Tutorials
Basic Usage
from forte_api import ForteOODDetector
import glob
# Collect in-distribution images
id_images = glob.glob("data/normal_class/*.jpg")
# Split for training and testing
train_images = id_images[:800]
test_id_images = id_images[800:]
# Collect OOD images
ood_images = glob.glob("data/anomalies/*.jpg")
# Create and train detector
detector = ForteOODDetector(
batch_size=32,
device="cuda:0",
method="gmm"
)
# Train the detector
detector.fit(train_images)
# Evaluate performance
metrics = detector.evaluate(test_id_images, ood_images)
print(f"AUROC: {metrics['AUROC']:.4f}")
print(f"FPR@95TPR: {metrics['FPR@95TPR']:.4f}")
# Get predictions
predictions = detector.predict(ood_images)
Complete Example with CIFAR-10/CIFAR-100
For a complete example using CIFAR-10 as in-distribution and CIFAR-100 as out-of-distribution data, see the examples/cifar_demo.py script in the repository.

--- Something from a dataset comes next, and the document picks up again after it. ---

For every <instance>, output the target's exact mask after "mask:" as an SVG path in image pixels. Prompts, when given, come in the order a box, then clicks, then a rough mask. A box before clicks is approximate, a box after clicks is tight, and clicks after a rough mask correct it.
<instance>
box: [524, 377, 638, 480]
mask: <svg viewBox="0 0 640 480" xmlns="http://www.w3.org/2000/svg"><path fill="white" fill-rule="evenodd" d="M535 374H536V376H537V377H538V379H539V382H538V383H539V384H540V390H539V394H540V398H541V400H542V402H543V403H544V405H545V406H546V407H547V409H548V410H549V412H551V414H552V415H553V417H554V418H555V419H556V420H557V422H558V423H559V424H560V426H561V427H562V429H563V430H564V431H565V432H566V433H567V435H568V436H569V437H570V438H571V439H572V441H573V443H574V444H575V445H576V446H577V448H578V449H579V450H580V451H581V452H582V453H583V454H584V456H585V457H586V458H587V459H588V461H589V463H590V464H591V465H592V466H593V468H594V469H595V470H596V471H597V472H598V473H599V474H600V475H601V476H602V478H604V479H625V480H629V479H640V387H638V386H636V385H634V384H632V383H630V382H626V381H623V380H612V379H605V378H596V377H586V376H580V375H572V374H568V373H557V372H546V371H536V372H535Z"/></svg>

Experimenting with Different Methods
# Try different detection methods
methods = ['gmm', 'kde', 'ocsvm']
results = {}
for method in methods:
detector = ForteOODDetector(method=method)

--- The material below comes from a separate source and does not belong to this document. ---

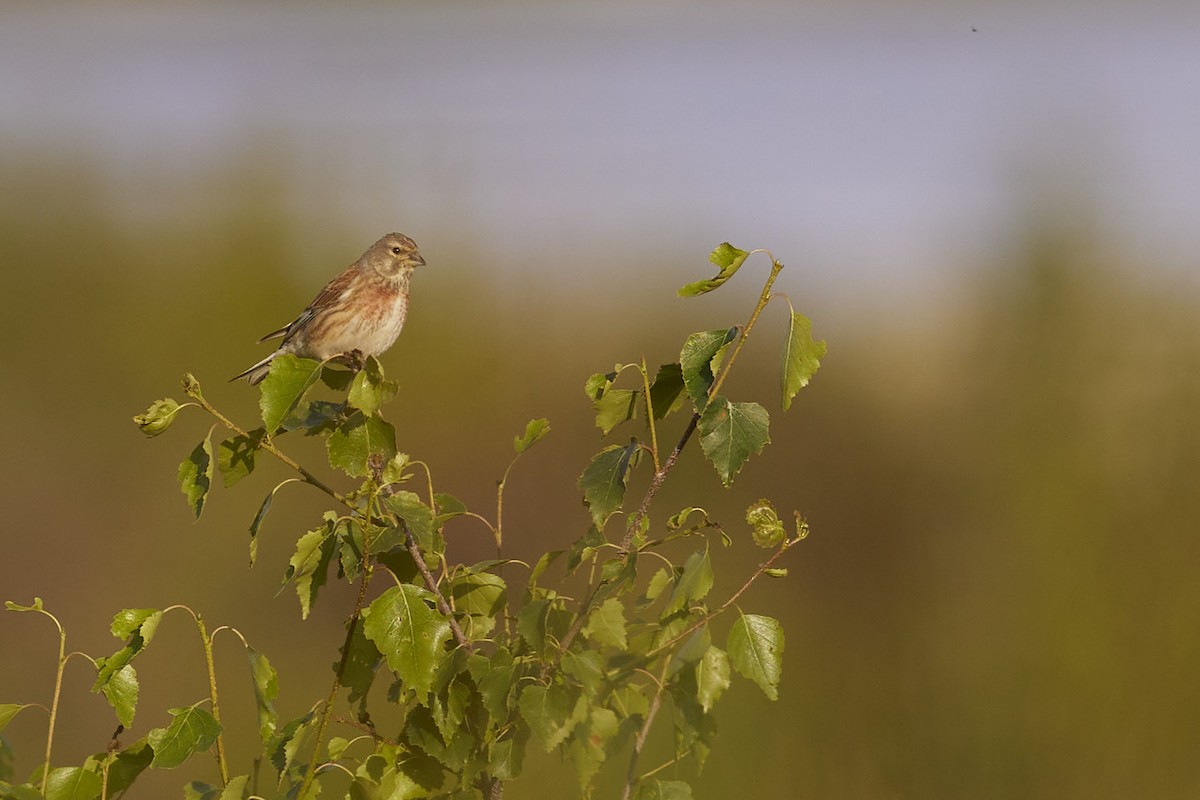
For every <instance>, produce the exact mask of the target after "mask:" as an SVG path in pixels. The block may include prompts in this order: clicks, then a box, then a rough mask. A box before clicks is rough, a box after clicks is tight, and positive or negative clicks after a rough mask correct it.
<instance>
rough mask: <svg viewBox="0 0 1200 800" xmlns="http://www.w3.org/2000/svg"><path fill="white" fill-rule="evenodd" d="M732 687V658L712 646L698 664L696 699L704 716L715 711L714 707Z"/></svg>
mask: <svg viewBox="0 0 1200 800" xmlns="http://www.w3.org/2000/svg"><path fill="white" fill-rule="evenodd" d="M728 687H730V657H728V656H727V655H726V654H725V650H721V649H720V648H718V646H715V645H714V646H710V648H708V650H706V651H704V655H703V656H702V657H701V660H700V661H697V662H696V699H698V700H700V705H701V708H702V709H704V714H708V712H709V711H712V710H713V705H714V704H715V703H716V700H718V698H719V697H720V696H721V692H724V691H725V690H726V688H728Z"/></svg>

detector.fit(train_images)
results[method] = detector.evaluate(test_id_images, ood_images)
# Compare results
for method, metrics in results.items():
print(f"{method.upper()} - AUROC: {metrics['AUROC']:.4f}, FPR@95TPR: {metrics['FPR@95TPR']:.4f}")
Model Details
Feature Extraction Models
Forte uses three pretrained models for feature extraction:
- CLIP (Contrastive Language-Image Pretraining): Captures semantic information aligned with natural language concepts
- ViT-MSN (Vision Transformer with Masked Self-supervised Network): Captures fine-grained visual patterns
- DINOv2 (Self-supervised Vision Transformer): Captures hierarchical visual representations
You may modify the code to use your own encoder if you wish. This may be a CNN or a ViT. Anything you want.